Deine ist Christentum, meine ist Informationstheorie, Spieltheorie, Kommunikationstheorie.
Klingt etwas wie Schubladendenken. Man kann ja auch christlich eingestellt sein und sich für alles Mögliche an Theorien interessieren. Theorien sind in der Regel keine Fakten. Glaube ist da finde ich etwas Anderes, da genügt ja eine Zuwendung zu Gott, ohne dass man gleich Christ werden muss.
Theorien können einen auch krank machen, wenn man sich da wahnhaft zu sehr reinsteiget und den Bezug zur Realität verliert, ähnlich ist es mit der Religion, denn die versteht ja jeder für sich etwas anderes. Gewisse Ideale und Richtlinien finde ich gut, da kann Religion einem sehr wohl helfen ein gutes Leben zu führen, wo man anderweitig vielleicht bösen Dingen nachgeht und eben schlechte Taten tut, ohne das zu bereuen oder einzustellen.

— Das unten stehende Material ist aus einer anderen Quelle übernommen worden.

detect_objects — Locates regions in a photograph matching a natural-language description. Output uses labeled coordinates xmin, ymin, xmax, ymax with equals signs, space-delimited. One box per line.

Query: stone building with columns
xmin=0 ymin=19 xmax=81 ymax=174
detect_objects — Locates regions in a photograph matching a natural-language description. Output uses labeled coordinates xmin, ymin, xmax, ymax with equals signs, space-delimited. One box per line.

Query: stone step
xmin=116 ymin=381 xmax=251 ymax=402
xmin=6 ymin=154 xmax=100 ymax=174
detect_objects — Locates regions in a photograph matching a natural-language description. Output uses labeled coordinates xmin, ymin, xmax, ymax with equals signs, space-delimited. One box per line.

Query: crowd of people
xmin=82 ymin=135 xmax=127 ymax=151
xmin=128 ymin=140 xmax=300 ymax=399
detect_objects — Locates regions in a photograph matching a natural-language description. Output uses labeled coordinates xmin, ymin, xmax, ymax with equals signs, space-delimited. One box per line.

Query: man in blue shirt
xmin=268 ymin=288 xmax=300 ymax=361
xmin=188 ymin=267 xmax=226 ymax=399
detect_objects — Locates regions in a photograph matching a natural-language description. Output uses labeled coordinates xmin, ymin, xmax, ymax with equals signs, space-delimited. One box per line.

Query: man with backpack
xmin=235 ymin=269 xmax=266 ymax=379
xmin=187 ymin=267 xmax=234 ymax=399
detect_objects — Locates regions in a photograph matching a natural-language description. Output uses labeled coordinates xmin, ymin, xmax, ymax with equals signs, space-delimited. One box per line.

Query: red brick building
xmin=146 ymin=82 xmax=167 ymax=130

Wenn man sich zu Gott zuwendet, dann kommen einem denke ich gute Dinge automatisch zu, also eine positive Wende ist dann denke ich realistischer.
Ob das nun Christentum, Buddhismus, Hinduismus oder Islam heißt, muss denke ich keine Rolle spielen. Also man kann sich ja auch das Sinnvollste aus allen Religionen oder was sich ähnelt, herausfiltern, wenn man eine Beziehung zu Gott sucht.
Dass man nur durch Jesus zu Gott findet, ist eben im Christentum so ein Ding, was man vielleicht als Ratschlag sehen kann, aber auch anderweitig einem doch offen steht ein gutes Leben zu führen.